Häufig gestellte Fragen
1. Was genau ist die 120%-Regel für Solarmodule?
Die 120%-Regel ist eine Sicherheitsrichtlinie, die die Menge an Solarstrom begrenzt, die Sie in die Schalttafel Ihres Hauses einspeisen können. Sie besagt, dass die kombinierte Strommenge Ihres Energieversorgers und Ihrer Solarmodule nicht mehr als 120% der zulässigen Leistung Ihrer Schalttafel betragen darf. Diese Regel hilft, elektrische Brände zu vermeiden und Ihr Zuhause sicher zu halten.
2. Woher weiß ich, ob die Regel 120% meine Solaranlage betrifft?
Wenn Sie planen, genügend Solarmodule zu installieren, um den Großteil oder Ihren gesamten Strombedarf zu decken, könnte die 120%-Regelung für Sie relevant sein. Die meisten Häuser mit standardmäßigen 200-Ampere-Schalttafeln können ohne Änderungen nur etwa 7,7 kW Solarleistung hinzufügen. Wenn Sie ein größeres System wünschen, sollten Sie die im Artikel beschriebenen Lösungen in Betracht ziehen.
3. Muss ich meinen Schaltschrank aufrüsten, um weitere Solarmodule zu installieren?
Nicht unbedingt! Die Aufrüstung Ihres Solarmoduls ist zwar eine Option, es gibt jedoch mehrere kostengünstigere Alternativen.
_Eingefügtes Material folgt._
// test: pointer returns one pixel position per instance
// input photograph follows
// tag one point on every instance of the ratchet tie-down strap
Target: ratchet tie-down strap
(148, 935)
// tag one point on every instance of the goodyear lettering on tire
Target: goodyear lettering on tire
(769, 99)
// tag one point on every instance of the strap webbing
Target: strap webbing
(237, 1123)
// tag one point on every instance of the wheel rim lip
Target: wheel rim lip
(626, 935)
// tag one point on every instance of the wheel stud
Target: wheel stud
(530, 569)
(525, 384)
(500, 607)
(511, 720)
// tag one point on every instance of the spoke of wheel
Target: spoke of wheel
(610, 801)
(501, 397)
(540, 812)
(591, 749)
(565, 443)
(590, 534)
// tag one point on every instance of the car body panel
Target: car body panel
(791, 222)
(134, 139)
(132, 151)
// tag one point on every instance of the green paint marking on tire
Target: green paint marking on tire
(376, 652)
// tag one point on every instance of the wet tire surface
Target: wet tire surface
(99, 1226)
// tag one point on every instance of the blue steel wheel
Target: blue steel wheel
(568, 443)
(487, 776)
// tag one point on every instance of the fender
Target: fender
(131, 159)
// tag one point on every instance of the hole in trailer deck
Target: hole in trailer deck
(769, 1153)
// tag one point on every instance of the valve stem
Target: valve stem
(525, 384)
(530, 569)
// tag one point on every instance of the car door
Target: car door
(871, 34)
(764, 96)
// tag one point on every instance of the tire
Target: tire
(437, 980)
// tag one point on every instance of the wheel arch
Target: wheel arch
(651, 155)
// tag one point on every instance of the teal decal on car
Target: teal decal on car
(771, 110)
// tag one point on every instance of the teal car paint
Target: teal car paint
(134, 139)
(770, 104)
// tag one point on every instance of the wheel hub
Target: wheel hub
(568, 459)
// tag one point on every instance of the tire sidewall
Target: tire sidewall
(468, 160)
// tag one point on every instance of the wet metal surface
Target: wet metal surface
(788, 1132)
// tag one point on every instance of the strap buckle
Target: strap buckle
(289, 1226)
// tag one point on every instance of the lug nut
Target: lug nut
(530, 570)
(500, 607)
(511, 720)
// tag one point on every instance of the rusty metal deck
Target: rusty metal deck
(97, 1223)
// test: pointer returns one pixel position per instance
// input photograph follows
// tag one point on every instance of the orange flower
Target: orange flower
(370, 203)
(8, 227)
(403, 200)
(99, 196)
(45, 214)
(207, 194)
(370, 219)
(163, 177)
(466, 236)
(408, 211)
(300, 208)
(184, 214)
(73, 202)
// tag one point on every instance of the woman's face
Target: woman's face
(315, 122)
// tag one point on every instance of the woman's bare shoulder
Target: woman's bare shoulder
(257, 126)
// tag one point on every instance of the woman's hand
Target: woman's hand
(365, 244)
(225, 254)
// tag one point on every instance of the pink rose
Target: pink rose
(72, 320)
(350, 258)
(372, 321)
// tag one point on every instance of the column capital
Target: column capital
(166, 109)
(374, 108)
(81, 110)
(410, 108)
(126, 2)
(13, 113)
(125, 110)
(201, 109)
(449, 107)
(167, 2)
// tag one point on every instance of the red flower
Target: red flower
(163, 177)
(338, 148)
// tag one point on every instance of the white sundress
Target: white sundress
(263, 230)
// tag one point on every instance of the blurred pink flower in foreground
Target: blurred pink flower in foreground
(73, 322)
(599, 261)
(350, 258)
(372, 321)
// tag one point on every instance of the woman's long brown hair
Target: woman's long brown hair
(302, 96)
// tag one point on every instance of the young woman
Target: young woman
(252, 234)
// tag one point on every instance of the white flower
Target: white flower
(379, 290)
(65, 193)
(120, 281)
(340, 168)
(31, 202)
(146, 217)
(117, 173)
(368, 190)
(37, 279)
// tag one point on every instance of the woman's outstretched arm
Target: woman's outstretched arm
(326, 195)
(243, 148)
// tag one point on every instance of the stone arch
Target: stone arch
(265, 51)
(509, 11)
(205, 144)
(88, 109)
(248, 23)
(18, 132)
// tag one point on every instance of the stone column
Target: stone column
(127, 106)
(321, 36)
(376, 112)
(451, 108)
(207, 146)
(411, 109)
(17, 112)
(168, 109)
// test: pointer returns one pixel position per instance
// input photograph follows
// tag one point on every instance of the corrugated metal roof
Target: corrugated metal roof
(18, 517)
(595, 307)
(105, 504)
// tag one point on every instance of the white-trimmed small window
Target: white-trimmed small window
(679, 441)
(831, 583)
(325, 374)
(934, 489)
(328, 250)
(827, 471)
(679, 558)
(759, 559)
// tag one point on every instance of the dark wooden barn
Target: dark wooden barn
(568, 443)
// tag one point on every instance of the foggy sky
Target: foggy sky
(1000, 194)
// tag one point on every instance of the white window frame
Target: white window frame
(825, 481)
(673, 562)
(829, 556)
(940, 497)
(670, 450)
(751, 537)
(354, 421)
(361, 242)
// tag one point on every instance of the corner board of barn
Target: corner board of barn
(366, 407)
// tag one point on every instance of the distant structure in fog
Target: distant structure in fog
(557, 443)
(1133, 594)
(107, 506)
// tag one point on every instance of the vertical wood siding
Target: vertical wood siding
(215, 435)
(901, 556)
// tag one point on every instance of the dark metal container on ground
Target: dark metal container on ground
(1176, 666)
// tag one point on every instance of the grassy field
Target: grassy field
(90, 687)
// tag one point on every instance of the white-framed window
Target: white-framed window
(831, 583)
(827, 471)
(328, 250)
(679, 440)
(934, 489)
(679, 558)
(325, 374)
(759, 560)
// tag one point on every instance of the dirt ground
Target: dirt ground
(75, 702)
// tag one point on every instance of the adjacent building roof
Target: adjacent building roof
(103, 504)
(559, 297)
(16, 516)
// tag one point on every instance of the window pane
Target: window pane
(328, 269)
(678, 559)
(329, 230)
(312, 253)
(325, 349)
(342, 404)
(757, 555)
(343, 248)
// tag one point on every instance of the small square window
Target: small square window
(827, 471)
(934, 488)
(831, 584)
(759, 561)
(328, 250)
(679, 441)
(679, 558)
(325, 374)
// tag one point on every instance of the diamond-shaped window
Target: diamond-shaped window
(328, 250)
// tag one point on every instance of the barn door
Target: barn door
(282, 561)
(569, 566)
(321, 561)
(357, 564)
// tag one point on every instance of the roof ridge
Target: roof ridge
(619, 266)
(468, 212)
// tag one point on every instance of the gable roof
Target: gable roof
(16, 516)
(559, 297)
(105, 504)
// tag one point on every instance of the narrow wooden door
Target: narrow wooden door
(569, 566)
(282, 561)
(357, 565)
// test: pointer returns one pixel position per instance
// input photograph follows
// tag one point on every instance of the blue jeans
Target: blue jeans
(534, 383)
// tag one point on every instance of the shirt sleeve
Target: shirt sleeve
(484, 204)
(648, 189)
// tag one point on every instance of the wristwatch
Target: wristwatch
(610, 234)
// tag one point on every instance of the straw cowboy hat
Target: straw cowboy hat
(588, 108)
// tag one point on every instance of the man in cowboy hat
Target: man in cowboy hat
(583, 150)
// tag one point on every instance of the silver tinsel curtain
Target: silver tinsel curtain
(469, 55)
Sie können beispielsweise Ihren Hauptschalter verkleinern, einen netzseitigen Anschluss verwenden, intelligente Stromsteuerungssysteme hinzufügen oder Ihre Solaranlage mit einem Batteriespeicher kombinieren. Jede Option hat unterschiedliche Kosten und Vorteile, die wir Ihnen gerne bei der Bewertung helfen.
4. Gibt es die Regel 120% auch in Ländern außerhalb der USA?
Ja, aber die Einzelheiten variieren. Kanada hat eine etwas großzügigere 125%-Regel. Europäische Länder legen mehr Wert auf das Wechselrichter-Netz-Verhältnis. Australien und andere Länder haben ihre eigenen Ansätze zu denselben Sicherheitsbedenken. Wenn Sie Solaranlagen im Ausland kaufen, stellen Sie sicher, dass sie Ihren lokalen Anforderungen entsprechen.
5. Verhindert die Regel 120%, dass ich in Zukunft weitere Panels hinzufüge?
Wenn Sie nicht vorausschauend planen, kann dies Ihre Erweiterungsmöglichkeiten einschränken. Wenn Sie später weitere Module hinzufügen möchten (z. B. beim Kauf eines Elektroautos), sollten Sie jetzt über Lösungen wie Netzanschlüsse oder Modul-Upgrades nachdenken. Das spart Ihnen langfristig Geld und erleichtert zukünftige Erweiterungen.
6. Wie helfen Batteriesysteme bei der 120%-Regel?
Batterien bieten Ihnen mehr Flexibilität bei der Nutzung Ihrer Solarenergie. Anstatt überschüssigen Solarstrom ins Netz einzuspeisen (was auf die 120%-Grenze angerechnet wird), können Sie ihn in Batterien speichern. So können Sie eine größere Solaranlage installieren, ohne Ihren Schaltschrank zu überlasten. Die gespeicherte Energie kann Ihr Haus nachts oder bei Stromausfällen mit Strom versorgen und so den Nutzen Ihrer Solaranlage steigern.
7. Machen hocheffiziente Solarmodule bei der 120%-Regel wirklich einen Unterschied?
Absolut! Die 120%-Regel begrenzt die Strommenge (gemessen in Ampere), nicht die Anzahl der Module. Hocheffiziente Module erzeugen mehr Leistung bei gleicher Strommenge. Während Standardmodule beispielsweise eine Leistung von 7,7 kW ermöglichen, können Sie mit hocheffizienten Modulen innerhalb derselben Grenzen 9–10 kW installieren. Das bedeutet mehr Energieproduktion und größere Einsparungen, ohne Ihre elektrische Anlage ändern zu müssen.